Schapiro, students discuss structure of socially responsible investment committee
April 28, 2016
University President Morton Schapiro, Chief Investment Officer Will McLean and 20 divestment advocates met Thursday to discuss the charter for a socially responsible investment committee, which they will present to the Board of Trustees and its Investment Committee in June.
During the meeting, Schapiro and the students decided that the charter will detail the ways the committee will mediate between the Board, the Investment Committee and the different divestment movements. The students and Schapiro agreed that the charter should be finalized by June in time for the Investment Committee’s next meeting. This way, Schapiro said, the committee can begin to work with the Board during Fall Quarter.

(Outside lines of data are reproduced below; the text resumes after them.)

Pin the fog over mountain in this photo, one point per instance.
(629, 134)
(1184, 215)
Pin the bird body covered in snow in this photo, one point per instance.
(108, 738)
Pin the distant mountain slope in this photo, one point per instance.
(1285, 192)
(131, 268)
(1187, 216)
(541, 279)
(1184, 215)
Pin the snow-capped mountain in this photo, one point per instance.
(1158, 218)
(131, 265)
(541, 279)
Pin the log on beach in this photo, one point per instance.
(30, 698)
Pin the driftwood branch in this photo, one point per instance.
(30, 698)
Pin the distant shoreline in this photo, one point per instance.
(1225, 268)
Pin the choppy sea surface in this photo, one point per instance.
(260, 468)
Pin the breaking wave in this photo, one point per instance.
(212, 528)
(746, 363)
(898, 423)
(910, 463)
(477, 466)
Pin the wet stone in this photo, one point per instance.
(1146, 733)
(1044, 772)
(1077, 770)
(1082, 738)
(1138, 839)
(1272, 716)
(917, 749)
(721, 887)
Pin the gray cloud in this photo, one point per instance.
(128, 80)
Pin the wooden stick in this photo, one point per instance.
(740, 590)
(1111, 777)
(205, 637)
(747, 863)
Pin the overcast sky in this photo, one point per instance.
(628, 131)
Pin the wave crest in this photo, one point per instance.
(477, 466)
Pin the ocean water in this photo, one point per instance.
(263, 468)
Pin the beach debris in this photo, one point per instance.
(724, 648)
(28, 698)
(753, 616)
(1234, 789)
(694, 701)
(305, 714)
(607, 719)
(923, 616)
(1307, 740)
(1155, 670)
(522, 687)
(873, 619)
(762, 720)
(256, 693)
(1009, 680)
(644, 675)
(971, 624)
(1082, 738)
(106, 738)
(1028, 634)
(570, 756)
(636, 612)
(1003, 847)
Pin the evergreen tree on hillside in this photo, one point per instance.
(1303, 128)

“We have a rare opportunity to have a permanent, positive impact on Northwestern University and I want to do whatever we can to not squander that opportunity,” Schapiro said during the meeting.
Students of the divestment campaigns — Fossil Free Northwestern, Northwestern Divest and Unshackle NU — said they would have the charter’s first draft by May 5.
NUDivest wants the University to divest from corporations its members say violate Palestinian human rights, Fossil Free NU from fossil fuel-related companies and Unshackle NU from companies they say support the prison-industrial complex.
All three divestment campaigns advocated for the creation of the socially responsible investment campaign, which Schapiro and McLean officially announced in a March email to members of Associated Student Government and supporters of the different divestment campaigns.
With the committee of about 10 to 15 students, faculty and alumni, divestment leaders hope students will be able to make recommendations that have an effect on the Board’s investment decisions, Scott Brown, Fossil Free NU’s campaign coordinator, told The Daily.
SESP junior and ASG president Christina Cilento, a Fossil Free NU member, told The Daily that students should be allowed to elect the representatives by referendum instead of the representatives being elected in ASG’s Senate meeting.
“Given the fact that our movements are working for the liberation of people who are marginalized … I think it would be much more representative for it to be a referendum if it’s something of this weight and importance,” Cilento told The Daily.
Brown, a Medill junior and former Daily staffer, said during the meeting that one of the biggest roadblocks similar committees on other college campuses face is the lack of access to their schools’ boards. He said he wanted to prevent the committee from only having “recommending power,” meaning the committee could make suggestions to the Board, but the Board would not need to follow them.
Schapiro said he does not want students to feel disengaged from the Board’s interactions with the committee and instead would like for the Board to share feedback with the committee so the campaigns can redraft their proposals to be more effective if they were to be rejected.
Schapiro also emphasized his noninvolvement with the Board’s investment decisions. In reference to a protest held outside his house earlier this month, he said students could continue to direct protests at University administrators, but these actions have no impact on how the University invests.
“The legal responsibility of investment does not lie on the President or the Vice President of Investment — it lies on the Board,” Schapiro said. “They can ignore anybody they want.”
Although Schapiro vocally disagreed with some of the student’s points during the meeting, Cilento told The Daily she was surprised to see how supportive he was of the committee overall.
“I’m eager to see him put that support into action and know that he’s going to advocate for the things that we said today and the things that he agreed with,” she said.